To provide a better understanding of the subject, the author introduces various terms and a certain connection between them: there are “challenger” and “target” countries. “Challengers” use economic coercion against the “targets”. Then there’s exit cost threshold - the boundary beyond which no country can tolerate the costs of the disintegrated economic relations.

So, the first part of the theory goes like this: if the “challenger’s” exit cost threshold is lower than the actual exit cost, then it’d be unreasonable to challenge the “target” country. On the flip side, if the “target’s” exit cost threshold is lower than the actual exit cost, then it has to concede with the terms and conditions of the “challenger”.

And when it comes to the relevance of military aggression, here’s what Crescenzi has to say: he provides three hypotheses for what happens when the countries use the Economic Exit method to coerce other countries. According to the first hypothesis, if the “target” country’s exit cost is greater than the exit cost threshold, then the chances of lower intensity conflict increase. For the “challenger”, on the other hand, greater exit costs will have no effect on the low-intensity conflict.

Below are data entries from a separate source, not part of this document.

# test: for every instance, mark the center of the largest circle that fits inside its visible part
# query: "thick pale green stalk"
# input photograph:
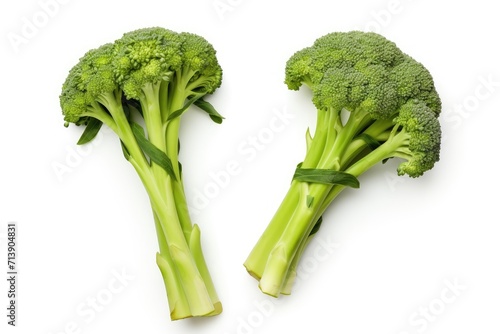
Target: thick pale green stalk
(297, 229)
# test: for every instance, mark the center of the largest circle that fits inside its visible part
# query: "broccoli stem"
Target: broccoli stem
(190, 290)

The next hypothesis states that if the exit costs are greater for both countries, it definitely lowers the probability of high-intensity conflict. Now, the low-intensity conflict is different from the conventional conflict that we know of. Instead of using military arsenal, armies, and hi-tech weaponry, the countries use economic tools like sanctions, embargo, and tariffs to “punish” their enemies.

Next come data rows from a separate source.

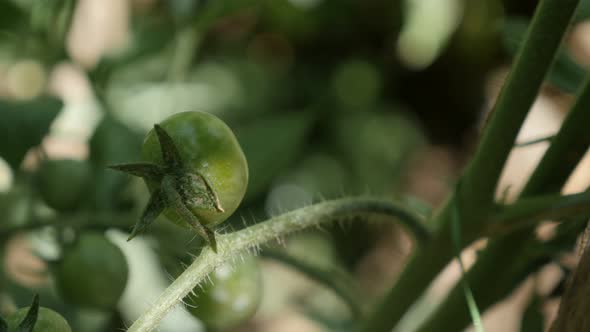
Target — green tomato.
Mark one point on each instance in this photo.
(232, 297)
(47, 321)
(62, 183)
(92, 273)
(208, 146)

Globalization gets rid of high-intensity conflicts

In conclusion, the economic interdependence and the use of economic coercion don’t necessarily mean that conflict won’t arise. As Crescenzi states, the economic cooperation between the countries makes it more costly for the members to exit the agreement and violate the terms. And when the interests collide, either

  • The low-intensity conflict arises;
  • The probability of high-intensity conflict slim down;
  • Nothing significant happens.

While this theory doesn’t outright claim that globalization and deeper economic partnership gets rid of all the conflicts, it explicitly states that the high-intensity clashes between the nations, the one which uses military power and takes away people’s lives, certainly goes out of the picture. And for that, the economic interdependence is to be thanked.